The Office for National Statistics have released their data and revealed that inflation rates are falling slowly and have reached the lowest level since November 2021 at 3.2%

What does this mean?

Inflation levels falling does not mean items will be significantly cheaper when you go into the shops, just that they are rising slower than before.

Prices in the supermarkets are driving this inflation drop.

Most items of food have had the rate of inflation fall between February to March with items such as, chocolate, biscuits and other bakery items falling the most. There have been smaller increases in bread and cereals too.

The price of meat, particularly pork leading the way is having a big contribution to the falling inflation which fell by 0.5% between February and March compared to 1.4% the year before for meat.

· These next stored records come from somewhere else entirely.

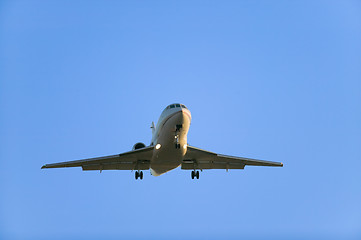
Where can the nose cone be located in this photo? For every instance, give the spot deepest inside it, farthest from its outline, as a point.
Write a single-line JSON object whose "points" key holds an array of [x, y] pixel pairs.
{"points": [[186, 114]]}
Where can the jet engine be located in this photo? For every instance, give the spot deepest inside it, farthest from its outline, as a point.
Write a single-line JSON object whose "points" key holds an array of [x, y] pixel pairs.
{"points": [[138, 146]]}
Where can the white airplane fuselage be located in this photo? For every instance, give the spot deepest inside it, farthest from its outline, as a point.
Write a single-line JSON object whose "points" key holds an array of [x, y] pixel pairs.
{"points": [[170, 140]]}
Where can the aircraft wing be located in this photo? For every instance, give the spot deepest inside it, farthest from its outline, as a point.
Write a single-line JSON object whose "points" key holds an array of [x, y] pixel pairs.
{"points": [[134, 160], [197, 158]]}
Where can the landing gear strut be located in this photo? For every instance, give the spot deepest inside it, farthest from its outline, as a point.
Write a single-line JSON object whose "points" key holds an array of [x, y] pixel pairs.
{"points": [[139, 174], [176, 136], [195, 174]]}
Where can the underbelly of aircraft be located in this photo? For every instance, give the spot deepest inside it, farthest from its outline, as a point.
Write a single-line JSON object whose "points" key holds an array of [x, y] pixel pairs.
{"points": [[168, 156]]}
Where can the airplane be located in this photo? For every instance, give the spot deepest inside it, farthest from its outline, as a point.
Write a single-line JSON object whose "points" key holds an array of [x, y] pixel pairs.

Will the UK be better off?

With the rate of inflation slowing down this could put us on the right track towards meeting the Bank of England’s target of 2%. Once this target is met and stable, the Bank of England will be able to cut inflation rate from their current 5.25%. This has pushed the mortgage interest rate up and made borrowing money too expensive to many households.

As well as the rising prices of mortgages, the price of fuel has also been slowly increasing. So with decreasing inflation in some areas this doesn’t mean costs are being cut.

With the rate of inflation slowing just below the predicted 3.1% and the Bank of England’s hope to bring inflation down to 2% we can hope for more changes to come and prices to start rising more gradually.